Do RL Models Truly Outperform Their Base Counterparts?

A common belief is that RL-trained models are strictly superior to their base counterparts. But is this always true? To investigate this, we go beyond the standard single-attempt evaluation and introduce acc@k: a model is considered successful if at least one of k sampled responses leads to the correct answer. This relaxed metric reveals a surprising contrast:

RL models dive depth, base models seek breadth: When limited to a single attempt (k=1), RL models markedly outperform their base counterparts, reflecting sophisticated reasoning along individual trajectories. However, as k increases, base models succeed in solving substantially more problems, while the gains of RL models remain marginal.
Base models leverage diverse strategies where RL fails: In cases where RL models cannot find the answer despite multiple attempts, base models often succeed by approaching the problem from alternative angles such as using estimation or elimination instead of brute-force enumeration. These strategies are systematically absent from RL model outputs.
Diversity correlates strongly with success: Across all benchmarks, there is a strong positive correlation between reasoning diversity and acc@4. Tackling problems through varied strategies, rather than repeating a single mode, dramatically increases the odds of reaching the correct answer.

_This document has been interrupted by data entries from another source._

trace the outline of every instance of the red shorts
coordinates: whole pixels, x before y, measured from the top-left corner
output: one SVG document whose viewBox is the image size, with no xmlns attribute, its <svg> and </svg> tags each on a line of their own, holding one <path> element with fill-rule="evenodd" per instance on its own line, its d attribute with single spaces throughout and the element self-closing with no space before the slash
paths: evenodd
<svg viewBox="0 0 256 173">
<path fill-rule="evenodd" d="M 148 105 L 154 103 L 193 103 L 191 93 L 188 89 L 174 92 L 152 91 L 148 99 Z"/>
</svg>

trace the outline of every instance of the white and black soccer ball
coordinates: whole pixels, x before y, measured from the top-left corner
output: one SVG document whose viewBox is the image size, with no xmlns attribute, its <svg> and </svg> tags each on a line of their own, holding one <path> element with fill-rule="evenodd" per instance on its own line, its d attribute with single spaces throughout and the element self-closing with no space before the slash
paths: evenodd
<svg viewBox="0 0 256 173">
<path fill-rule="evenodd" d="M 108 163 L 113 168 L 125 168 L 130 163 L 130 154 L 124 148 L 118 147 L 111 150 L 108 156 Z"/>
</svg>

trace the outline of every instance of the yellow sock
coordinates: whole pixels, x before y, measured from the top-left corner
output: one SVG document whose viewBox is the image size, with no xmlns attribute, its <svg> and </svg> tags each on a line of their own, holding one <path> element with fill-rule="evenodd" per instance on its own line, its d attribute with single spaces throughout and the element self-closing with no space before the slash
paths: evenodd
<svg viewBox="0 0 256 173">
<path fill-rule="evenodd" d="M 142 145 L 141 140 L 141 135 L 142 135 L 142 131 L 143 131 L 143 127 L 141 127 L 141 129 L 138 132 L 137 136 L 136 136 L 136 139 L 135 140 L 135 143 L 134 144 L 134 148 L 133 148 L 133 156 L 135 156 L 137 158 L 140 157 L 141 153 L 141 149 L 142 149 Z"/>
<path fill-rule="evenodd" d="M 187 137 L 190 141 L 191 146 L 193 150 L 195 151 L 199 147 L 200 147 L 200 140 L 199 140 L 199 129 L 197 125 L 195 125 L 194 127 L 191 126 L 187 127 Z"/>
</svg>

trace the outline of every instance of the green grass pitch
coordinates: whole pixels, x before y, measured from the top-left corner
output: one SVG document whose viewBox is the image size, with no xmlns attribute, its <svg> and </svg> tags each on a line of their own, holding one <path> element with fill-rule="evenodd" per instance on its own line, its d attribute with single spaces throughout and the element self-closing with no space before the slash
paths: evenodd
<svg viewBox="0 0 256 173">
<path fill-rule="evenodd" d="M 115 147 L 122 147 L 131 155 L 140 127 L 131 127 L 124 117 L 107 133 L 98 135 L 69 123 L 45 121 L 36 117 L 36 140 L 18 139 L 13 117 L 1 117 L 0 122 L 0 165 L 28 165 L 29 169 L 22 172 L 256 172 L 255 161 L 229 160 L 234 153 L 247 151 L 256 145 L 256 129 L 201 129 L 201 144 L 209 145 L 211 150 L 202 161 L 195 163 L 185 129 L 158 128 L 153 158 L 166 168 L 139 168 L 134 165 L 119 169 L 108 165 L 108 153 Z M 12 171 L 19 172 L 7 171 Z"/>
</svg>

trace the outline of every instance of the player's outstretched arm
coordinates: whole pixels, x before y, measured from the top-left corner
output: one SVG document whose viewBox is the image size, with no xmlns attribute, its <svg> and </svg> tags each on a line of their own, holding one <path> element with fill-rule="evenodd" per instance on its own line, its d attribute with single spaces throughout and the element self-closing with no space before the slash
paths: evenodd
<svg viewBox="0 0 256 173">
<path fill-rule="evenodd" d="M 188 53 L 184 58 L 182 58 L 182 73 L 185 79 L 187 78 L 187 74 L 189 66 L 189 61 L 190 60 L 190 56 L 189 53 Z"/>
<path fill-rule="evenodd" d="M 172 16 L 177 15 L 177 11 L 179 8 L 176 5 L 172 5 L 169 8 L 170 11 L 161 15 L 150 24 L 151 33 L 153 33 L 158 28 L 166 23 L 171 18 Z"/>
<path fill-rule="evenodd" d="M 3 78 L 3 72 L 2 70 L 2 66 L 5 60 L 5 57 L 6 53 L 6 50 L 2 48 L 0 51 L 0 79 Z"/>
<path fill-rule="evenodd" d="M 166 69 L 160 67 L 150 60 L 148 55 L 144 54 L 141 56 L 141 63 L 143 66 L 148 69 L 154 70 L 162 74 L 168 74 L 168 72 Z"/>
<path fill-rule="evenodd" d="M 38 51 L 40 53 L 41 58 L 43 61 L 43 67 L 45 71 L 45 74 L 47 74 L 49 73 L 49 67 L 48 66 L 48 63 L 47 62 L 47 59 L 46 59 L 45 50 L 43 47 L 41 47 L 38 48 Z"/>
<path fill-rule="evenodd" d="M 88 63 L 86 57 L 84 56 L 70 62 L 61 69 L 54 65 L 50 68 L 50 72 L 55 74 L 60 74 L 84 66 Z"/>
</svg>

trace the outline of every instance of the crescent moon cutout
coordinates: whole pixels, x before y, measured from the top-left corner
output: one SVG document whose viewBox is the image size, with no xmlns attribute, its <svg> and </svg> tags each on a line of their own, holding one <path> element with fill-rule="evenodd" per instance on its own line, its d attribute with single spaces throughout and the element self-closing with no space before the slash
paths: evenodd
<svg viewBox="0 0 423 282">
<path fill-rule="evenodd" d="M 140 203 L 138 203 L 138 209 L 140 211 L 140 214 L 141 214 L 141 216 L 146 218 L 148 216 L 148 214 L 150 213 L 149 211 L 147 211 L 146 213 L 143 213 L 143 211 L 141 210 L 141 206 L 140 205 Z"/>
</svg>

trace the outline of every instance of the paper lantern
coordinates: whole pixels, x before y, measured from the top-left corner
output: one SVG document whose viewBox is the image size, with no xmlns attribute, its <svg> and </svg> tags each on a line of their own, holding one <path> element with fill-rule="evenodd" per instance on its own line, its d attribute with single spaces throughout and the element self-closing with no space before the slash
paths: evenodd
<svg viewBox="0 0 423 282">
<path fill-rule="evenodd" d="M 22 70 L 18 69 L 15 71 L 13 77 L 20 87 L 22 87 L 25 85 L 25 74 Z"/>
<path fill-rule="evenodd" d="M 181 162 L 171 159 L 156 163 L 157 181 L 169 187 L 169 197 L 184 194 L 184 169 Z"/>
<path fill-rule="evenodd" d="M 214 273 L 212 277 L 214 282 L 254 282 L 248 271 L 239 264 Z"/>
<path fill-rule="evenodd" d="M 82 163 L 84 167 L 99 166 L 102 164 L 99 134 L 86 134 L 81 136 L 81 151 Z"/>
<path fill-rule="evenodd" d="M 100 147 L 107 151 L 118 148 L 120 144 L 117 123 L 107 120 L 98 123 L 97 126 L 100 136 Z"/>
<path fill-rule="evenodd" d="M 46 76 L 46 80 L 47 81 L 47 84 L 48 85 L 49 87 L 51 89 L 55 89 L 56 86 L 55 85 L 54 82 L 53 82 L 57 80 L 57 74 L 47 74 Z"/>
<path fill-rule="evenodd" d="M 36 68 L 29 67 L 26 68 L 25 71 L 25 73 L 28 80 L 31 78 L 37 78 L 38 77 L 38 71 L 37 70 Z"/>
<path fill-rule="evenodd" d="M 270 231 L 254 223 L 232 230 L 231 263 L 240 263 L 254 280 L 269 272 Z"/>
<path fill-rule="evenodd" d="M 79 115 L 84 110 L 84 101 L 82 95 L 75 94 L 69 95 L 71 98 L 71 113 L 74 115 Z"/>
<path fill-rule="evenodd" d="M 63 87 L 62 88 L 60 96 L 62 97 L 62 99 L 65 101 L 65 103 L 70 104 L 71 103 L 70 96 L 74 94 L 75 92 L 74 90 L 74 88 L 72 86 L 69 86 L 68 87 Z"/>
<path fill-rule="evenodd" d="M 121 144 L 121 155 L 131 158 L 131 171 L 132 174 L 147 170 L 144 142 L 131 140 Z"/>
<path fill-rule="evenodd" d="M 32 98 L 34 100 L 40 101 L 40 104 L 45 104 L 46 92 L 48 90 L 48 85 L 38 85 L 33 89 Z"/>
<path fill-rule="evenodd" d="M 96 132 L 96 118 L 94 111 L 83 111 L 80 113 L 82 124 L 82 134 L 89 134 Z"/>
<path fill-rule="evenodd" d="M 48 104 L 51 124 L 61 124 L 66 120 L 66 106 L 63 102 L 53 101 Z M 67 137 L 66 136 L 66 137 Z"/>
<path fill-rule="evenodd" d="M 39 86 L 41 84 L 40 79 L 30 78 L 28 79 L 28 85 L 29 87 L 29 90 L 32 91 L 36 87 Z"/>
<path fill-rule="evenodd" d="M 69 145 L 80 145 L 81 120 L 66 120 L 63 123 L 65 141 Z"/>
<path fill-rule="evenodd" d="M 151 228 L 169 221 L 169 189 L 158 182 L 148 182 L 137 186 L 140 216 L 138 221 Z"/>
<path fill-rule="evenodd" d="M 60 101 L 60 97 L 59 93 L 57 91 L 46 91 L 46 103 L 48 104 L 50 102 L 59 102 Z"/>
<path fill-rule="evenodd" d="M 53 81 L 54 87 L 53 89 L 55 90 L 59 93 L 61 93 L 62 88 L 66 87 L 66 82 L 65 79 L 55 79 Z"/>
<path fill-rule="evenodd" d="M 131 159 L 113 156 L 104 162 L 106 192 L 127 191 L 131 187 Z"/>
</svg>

Root Cause: Diversity Collapse in GRPO Training

To understand why RL models lose their diversity, we track reasoning diversity throughout the GRPO training process. The results are striking: diversity collapses sharply within the first 20 training steps, before the model has even seen most of the training data. This premature convergence has two critical consequences:

Exploitation over exploration: The model latches onto a dominant reasoning strategy early and spends the vast majority of training refining it, never recovering the discarded alternatives. This renders the optimization susceptible to local optima.
Limited test-time scalability: Because the model's output distribution is concentrated in a narrow region of reasoning space, sampling more responses provides diminishing returns, and parallel scaling simply draws from the same collapsed mode.

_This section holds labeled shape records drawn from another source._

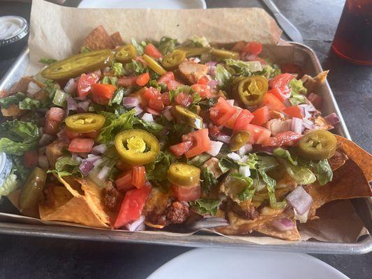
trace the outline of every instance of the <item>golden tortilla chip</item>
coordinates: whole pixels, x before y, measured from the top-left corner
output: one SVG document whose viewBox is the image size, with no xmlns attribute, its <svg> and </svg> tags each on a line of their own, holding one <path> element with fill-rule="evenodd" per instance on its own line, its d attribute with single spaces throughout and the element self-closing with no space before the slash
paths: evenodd
<svg viewBox="0 0 372 279">
<path fill-rule="evenodd" d="M 115 32 L 113 34 L 110 35 L 110 38 L 111 38 L 111 40 L 112 40 L 115 47 L 118 45 L 123 45 L 124 44 L 124 42 L 120 36 L 120 32 Z"/>
<path fill-rule="evenodd" d="M 113 49 L 114 43 L 102 25 L 94 29 L 85 38 L 84 46 L 90 50 Z"/>
<path fill-rule="evenodd" d="M 334 172 L 333 179 L 321 186 L 315 183 L 304 188 L 313 198 L 310 217 L 323 204 L 336 200 L 371 197 L 369 181 L 372 179 L 372 156 L 354 142 L 336 135 L 339 150 L 345 153 L 348 160 L 342 167 Z"/>
<path fill-rule="evenodd" d="M 260 216 L 255 220 L 246 220 L 237 217 L 234 213 L 228 213 L 230 225 L 221 227 L 216 230 L 226 235 L 244 235 L 257 232 L 270 236 L 284 240 L 296 241 L 300 239 L 299 233 L 295 225 L 288 231 L 278 231 L 271 225 L 274 220 L 290 218 L 285 213 L 273 216 Z M 295 223 L 295 221 L 294 221 Z"/>
<path fill-rule="evenodd" d="M 89 227 L 110 227 L 110 211 L 101 199 L 102 188 L 89 179 L 58 178 L 65 187 L 51 186 L 39 204 L 41 220 L 72 222 Z"/>
</svg>

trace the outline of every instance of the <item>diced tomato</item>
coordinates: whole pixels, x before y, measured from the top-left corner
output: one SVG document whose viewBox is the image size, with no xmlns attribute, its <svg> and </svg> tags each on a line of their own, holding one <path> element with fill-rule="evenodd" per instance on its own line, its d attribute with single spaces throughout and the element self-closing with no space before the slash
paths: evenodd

Our Solution: Multi-Group Policy Optimization (MUPO)

We propose Multi-Group Policy Optimization (MUPO), a drop-in replacement for GRPO designed to preserve divergent thinking throughout RL training.

Embedding-based Group Partitioning: At each training step, the N sampled responses are embedded and partitioned into K groups, where each group captures a semantically distinct reasoning strategy.
Localized Advantage Estimation: Advantages are normalized within each group rather than globally. This prevents a high-reward dominant strategy from suppressing the relative advantage of correct responses in less common groups.
Diversity Reward with Cosine Annealing: A diversity reward encourages inter-group separation by rewarding responses whose reasoning embeddings are distant from those in other groups.

Experimental Results

MUPO establishes a new state of the art: MUPO-Thinker-7B achieves an average acc@1 improvement of +2.5% (49.1% → 51.6%) on mathematical benchmarks and +2.3% (63.3% → 65.6%) on general-purpose benchmarks over previous best results. MUPO-Thinker-3B similarly surpasses all baselines at its scale.
MUPO exhibits dramatically stronger test-time scaling: Under parallel sampling (acc@4), MUPO-Thinker-7B outperforms existing strong RL baselines by +6.0% on mathematical and +6.2% on general-purpose benchmarks. This gap widens further as k increases, confirming that divergent training directly unlocks parallel scaling capabilities that GRPO forfeits.
MUPO-Thinker-3B punches above its weight: Under multi-sample evaluation, the 3B model achieves performance comparable to several strong 7B baselines — demonstrating that reasoning diversity is a highly parameter-efficient axis for improvement.